Atvan'ın "İki Paralık Olan Arap Ulusal Güvenliği" başlıklı yazısını Gülşen Topçu İsra Haber için çevirdi
"İki Paralık Olan Arap Ulusal Güvenliği
İsrail'in doğrudan ya da dolaylı olarak Arap liderlerini sürekli aşağılaması karşısında Arapların resmi düzeydeki bu sessizliğinin daha ne zamana kadar süreceğini bilmiyoruz.
Biz burada, İsrail güçlerinin Gazze çocukları ve kadınlarına yaptığı katliamlardan, daha önceden de Lübnan'ın yarısını yok etmesinden bahsetmiyoruz. Bunlar çoğu Arap liderine göre aşağılamaya konu değildir.

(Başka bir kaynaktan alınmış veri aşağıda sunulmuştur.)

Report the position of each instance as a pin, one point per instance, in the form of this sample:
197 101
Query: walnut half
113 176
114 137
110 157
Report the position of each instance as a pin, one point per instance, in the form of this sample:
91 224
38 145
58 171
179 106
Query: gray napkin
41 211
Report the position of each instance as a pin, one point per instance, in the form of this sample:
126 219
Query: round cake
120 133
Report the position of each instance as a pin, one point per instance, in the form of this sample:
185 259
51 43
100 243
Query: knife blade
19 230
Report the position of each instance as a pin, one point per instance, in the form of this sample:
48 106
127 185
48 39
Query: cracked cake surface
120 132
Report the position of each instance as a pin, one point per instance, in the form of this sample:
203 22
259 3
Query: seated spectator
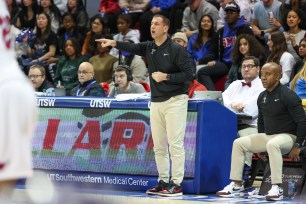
134 8
300 63
227 35
69 30
103 63
203 45
194 11
51 9
14 10
110 10
61 5
265 19
37 75
246 45
97 27
245 11
281 130
298 84
287 6
88 86
181 39
279 53
123 82
27 16
44 45
76 7
241 97
125 32
136 64
67 67
294 26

Ama biz burada kendi evlerinde cereyan eden ve neredeyse saraylarına ulaşacak olan saldırılardan bahsediyoruz.
Yaklaşık 1 yıl önce İsrail uçakları Suriye'nin kuzey doğusunda bulunan Deyr-i Zor bölgesine saldırıp nükleer tesis olduğu zannedilen bir yeri imha etti ve geldiği yere de hiçbir engelle karşılaşmadan ya da kimsenin ruhu duymadan geri döndü. Resmi kanallardan kıt kanaat da olsa bu konuyla ilgili bilgi edinmek için bir haftadan daha fazla beklememiz gerekti.

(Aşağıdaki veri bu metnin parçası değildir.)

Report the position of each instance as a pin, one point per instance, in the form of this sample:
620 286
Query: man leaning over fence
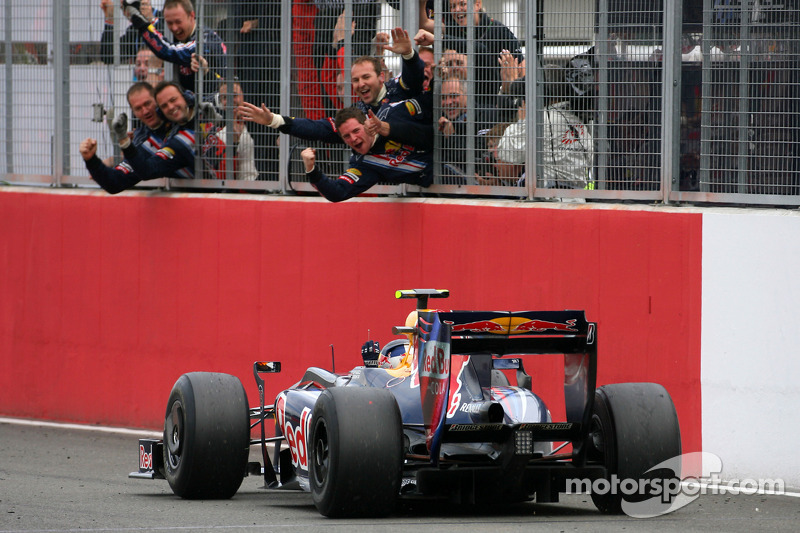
149 137
375 157
177 155
179 16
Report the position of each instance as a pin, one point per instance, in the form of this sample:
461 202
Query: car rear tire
355 452
634 427
206 436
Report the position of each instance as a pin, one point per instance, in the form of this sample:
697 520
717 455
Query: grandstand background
697 102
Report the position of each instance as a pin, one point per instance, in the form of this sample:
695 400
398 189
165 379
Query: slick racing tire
206 436
634 428
355 452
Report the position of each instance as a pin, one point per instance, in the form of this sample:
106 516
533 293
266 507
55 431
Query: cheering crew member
375 155
148 138
176 156
179 16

Geçen Ocak ayında İsrail savaş uçakları direniş hareketlerine özellikle de Gazze'deki Hamas'a silah kaçırma amacıyla, menzilinin Tel Aviv'e ulaşabileceği İran yapımı füze ve silahların nakliyesini yaptığı söylenen kamyon konvoyuna saldırmaya yeltendi. Konvoy Mısır-Sudan sınırına yaklaşırken saldırgan İsrail uçakları Arap hava sahasını deldi ve İsrail raporlarına göre Eylat Limanından hareket ederek Kızıldeniz üzerinde uçtu. Peki nasıl oldu da bu denize kıyısı olan hiçbir ülkenin (Mısır, Sudan, Arabistan, Ürdün ve Yemen) radarları bu ihlali görmedi. Hiç kimse, bilmediği ya da utandığı için bize ne cevap veriyor ne de bir açıklama yapıyor.

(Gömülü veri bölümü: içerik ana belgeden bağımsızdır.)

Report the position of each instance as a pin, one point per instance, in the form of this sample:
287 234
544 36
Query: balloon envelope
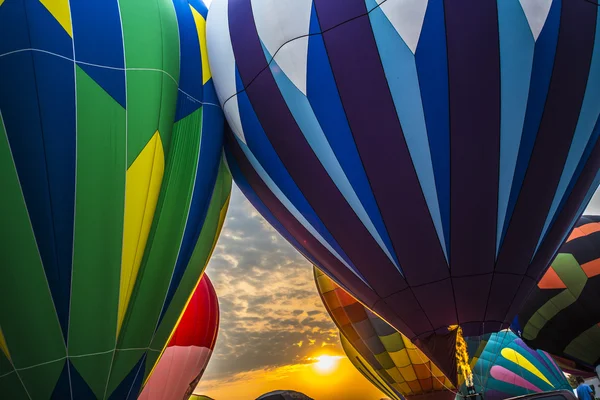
113 189
507 367
403 367
562 314
183 362
429 155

İsrail Başbakanı Ehud Olmert tehditkar bir ifadeyle "İsrail düşmanlarını vurmak için çalışır ve onun bu anlamda saldırmayacağı hiçbir yer de yoktur" dedi. Bu, bütün Arap ülkeleri ve topraklarının gelecekte olabilecek İsrail saldırılarının meşru hedefleri olduğu anlamına geliyor.
Suriye tesisini hedef alan İsrail saldırısına Arapların resmi düzeyde verdikleri tepki neydi? Hiçbir şey" Sudan topraklarını hedef alan İsrail saldırısına verecekleri tepki ne olacak? Yine hiçbir şey"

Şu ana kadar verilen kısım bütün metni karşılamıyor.